Cell phones cut maternal deaths in Ghana – IRIN

This article from IRIN highlights the success of a program to distribute cell phones to health workers and villagers in Amensie, Ghana in preventing maternal mortality.  In the example cited by the article, an Amensie woman was able to call the hospital when she went into labor, who sent an ambulance to pick her up - in the past, 20 village women would die every year in childbirth because they were not able to reach the hospital or the village midwife.  Since the project began in 2006, there has not been a single maternal death.
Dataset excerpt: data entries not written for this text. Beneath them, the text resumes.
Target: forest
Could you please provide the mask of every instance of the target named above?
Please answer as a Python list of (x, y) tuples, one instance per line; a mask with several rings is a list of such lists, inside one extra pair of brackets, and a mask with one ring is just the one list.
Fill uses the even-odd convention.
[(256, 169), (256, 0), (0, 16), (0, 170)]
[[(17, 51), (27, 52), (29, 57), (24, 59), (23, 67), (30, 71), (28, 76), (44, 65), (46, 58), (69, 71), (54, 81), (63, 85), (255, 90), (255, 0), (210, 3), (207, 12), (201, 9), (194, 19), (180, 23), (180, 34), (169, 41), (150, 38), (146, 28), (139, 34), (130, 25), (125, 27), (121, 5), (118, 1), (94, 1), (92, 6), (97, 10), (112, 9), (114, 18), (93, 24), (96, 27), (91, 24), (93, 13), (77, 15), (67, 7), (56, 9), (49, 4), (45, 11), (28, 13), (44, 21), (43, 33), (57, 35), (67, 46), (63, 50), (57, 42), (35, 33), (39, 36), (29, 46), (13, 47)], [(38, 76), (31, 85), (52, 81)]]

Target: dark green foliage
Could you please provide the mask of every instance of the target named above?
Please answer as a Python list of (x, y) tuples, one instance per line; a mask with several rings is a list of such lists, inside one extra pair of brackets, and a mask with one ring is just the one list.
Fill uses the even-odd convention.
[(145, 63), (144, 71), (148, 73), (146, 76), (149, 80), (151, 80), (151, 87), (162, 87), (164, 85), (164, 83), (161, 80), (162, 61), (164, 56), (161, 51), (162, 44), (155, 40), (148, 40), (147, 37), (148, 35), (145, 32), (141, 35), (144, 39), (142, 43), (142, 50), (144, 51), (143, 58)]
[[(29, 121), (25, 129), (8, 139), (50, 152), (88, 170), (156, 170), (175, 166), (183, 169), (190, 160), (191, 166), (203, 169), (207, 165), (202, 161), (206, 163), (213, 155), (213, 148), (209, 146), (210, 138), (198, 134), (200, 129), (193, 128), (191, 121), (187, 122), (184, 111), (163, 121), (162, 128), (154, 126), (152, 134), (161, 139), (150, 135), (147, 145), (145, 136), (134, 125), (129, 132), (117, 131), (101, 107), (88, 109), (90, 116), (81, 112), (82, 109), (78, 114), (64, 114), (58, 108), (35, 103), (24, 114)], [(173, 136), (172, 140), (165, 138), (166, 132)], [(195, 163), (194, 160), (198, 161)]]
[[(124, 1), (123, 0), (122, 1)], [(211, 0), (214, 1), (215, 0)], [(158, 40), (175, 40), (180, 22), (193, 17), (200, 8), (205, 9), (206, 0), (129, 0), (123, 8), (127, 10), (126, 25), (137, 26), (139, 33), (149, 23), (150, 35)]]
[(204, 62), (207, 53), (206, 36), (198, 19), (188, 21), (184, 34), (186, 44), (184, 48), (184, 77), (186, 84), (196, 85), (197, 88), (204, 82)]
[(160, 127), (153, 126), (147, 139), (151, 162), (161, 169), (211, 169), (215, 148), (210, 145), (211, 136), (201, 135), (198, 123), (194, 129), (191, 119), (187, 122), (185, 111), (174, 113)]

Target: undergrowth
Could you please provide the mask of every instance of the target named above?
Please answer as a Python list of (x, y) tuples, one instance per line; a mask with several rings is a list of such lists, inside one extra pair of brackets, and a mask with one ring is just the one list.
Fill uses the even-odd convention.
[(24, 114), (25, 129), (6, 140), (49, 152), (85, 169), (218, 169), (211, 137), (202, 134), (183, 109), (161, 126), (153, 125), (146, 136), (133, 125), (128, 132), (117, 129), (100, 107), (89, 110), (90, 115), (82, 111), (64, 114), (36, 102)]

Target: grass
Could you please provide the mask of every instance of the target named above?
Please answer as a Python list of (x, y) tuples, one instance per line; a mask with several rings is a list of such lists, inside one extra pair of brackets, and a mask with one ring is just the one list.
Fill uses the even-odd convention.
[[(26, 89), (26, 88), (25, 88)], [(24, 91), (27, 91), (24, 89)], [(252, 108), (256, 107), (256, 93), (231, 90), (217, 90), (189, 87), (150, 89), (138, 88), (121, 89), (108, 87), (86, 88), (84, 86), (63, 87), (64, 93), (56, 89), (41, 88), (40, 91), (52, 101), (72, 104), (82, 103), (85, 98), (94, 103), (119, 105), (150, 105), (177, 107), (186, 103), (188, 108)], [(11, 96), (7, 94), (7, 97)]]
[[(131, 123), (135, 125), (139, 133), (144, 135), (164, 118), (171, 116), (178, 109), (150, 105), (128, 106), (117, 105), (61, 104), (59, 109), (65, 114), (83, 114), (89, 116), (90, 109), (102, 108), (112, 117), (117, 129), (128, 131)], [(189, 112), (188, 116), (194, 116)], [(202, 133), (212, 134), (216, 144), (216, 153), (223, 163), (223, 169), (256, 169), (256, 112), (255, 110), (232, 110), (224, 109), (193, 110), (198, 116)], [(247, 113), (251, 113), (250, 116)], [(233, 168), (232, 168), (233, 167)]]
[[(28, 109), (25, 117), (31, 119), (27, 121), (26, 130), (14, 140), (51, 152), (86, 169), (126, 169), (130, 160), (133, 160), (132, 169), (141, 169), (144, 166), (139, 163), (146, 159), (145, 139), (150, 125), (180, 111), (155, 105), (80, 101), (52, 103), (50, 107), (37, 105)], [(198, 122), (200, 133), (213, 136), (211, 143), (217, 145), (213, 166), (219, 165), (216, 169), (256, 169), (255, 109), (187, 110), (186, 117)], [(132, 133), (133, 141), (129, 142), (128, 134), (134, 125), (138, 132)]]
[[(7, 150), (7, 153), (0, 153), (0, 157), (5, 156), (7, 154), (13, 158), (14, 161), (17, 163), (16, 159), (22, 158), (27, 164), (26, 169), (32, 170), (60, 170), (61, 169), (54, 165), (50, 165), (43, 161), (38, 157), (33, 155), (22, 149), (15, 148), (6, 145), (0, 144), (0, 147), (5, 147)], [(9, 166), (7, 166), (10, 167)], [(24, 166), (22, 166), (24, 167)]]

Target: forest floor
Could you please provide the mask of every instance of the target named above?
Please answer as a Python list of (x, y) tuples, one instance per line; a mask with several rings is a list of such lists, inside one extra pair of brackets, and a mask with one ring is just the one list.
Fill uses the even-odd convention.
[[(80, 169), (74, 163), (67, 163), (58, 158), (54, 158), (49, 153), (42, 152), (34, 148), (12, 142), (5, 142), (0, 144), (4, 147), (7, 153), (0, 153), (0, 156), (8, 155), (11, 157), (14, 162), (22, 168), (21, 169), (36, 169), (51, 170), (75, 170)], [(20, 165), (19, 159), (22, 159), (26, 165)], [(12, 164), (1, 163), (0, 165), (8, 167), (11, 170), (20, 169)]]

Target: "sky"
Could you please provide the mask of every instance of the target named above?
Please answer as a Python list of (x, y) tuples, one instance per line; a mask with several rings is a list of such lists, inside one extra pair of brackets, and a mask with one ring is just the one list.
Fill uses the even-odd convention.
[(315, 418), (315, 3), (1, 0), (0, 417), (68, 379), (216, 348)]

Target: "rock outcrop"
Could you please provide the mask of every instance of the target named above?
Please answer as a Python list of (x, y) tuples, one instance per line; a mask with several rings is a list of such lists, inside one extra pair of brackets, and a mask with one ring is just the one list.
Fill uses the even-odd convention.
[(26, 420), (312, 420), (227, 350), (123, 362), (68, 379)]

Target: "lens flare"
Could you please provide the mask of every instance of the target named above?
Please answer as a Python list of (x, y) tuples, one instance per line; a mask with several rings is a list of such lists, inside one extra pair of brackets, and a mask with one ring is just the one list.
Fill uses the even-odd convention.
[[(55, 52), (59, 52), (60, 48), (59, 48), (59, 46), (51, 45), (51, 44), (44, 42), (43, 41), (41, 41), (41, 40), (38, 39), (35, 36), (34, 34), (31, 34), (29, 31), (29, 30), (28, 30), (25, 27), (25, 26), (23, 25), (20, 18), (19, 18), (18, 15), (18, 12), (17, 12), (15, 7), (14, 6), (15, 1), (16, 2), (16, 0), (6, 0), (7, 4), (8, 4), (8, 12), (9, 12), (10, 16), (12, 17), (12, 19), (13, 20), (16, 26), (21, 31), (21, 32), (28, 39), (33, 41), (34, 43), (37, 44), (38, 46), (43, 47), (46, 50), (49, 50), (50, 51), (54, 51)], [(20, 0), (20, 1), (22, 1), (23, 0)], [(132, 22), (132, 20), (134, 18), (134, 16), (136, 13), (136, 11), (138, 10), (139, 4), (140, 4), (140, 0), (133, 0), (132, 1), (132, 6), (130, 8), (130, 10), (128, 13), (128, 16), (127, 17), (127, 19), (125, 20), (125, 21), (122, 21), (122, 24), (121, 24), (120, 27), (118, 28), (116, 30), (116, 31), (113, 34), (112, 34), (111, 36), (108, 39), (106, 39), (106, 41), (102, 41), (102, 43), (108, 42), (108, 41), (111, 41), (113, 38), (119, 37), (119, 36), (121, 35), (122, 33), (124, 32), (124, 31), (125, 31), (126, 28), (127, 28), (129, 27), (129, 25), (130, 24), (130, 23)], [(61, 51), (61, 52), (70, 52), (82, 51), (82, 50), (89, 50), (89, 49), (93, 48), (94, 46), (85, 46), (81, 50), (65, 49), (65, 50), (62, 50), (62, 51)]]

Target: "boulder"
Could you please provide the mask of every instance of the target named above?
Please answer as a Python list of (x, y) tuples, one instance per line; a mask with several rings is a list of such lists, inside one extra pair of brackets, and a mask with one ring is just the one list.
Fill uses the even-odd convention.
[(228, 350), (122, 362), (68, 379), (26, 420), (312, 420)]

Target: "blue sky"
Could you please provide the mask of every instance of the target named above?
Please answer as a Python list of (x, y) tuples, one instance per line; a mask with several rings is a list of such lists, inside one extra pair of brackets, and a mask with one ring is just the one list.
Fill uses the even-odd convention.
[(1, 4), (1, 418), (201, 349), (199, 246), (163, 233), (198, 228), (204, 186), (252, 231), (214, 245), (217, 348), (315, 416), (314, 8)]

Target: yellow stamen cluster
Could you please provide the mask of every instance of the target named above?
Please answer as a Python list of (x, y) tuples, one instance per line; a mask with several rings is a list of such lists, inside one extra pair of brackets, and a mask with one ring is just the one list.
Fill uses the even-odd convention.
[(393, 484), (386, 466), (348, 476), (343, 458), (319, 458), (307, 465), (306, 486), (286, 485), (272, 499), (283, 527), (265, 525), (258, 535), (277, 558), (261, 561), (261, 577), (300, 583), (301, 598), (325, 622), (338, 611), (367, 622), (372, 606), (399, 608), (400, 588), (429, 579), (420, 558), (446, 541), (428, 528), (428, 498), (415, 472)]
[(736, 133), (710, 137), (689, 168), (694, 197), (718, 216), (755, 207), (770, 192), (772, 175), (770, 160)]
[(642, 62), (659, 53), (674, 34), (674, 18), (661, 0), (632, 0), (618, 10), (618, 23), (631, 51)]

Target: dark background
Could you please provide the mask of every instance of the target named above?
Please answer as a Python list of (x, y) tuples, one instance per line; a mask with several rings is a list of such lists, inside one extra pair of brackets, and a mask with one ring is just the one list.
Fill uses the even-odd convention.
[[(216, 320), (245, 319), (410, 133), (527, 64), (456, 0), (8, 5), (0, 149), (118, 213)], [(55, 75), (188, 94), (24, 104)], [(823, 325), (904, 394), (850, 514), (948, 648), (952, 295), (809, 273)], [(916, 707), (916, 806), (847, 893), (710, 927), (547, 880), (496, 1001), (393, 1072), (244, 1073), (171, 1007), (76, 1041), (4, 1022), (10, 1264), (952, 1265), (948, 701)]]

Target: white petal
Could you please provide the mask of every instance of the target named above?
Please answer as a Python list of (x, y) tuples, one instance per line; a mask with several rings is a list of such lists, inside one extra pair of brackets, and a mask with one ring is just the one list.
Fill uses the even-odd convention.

In Ghana, 560 women die from childbirth or pregnancy related complications per 100,000 live births.  50% of women give birth at home with no skilled health worker present, and lack of access to equipment and skilled health workers is a principle driver of maternal mortality.  The distribution of cell phones  to attempt to improve communications and prevent these deaths was a part of the Millennium Villages project, in which development agencies target specific villages to lift them out of poverty and meet the Millenium Development Goals.  In 2006 mobile handset producer Ericsson teamed with mobile telecommunications firm Zain to install internet access and mobile phone coverage in the villages in 2006. They distributed free handsets to health workers and sold handsets to villagers for US$10 each.

Saving Mothers’ applauds the use of relatively simple and inexpensive technology to prevent needless deaths and hopes to see many more of these success stories in the future.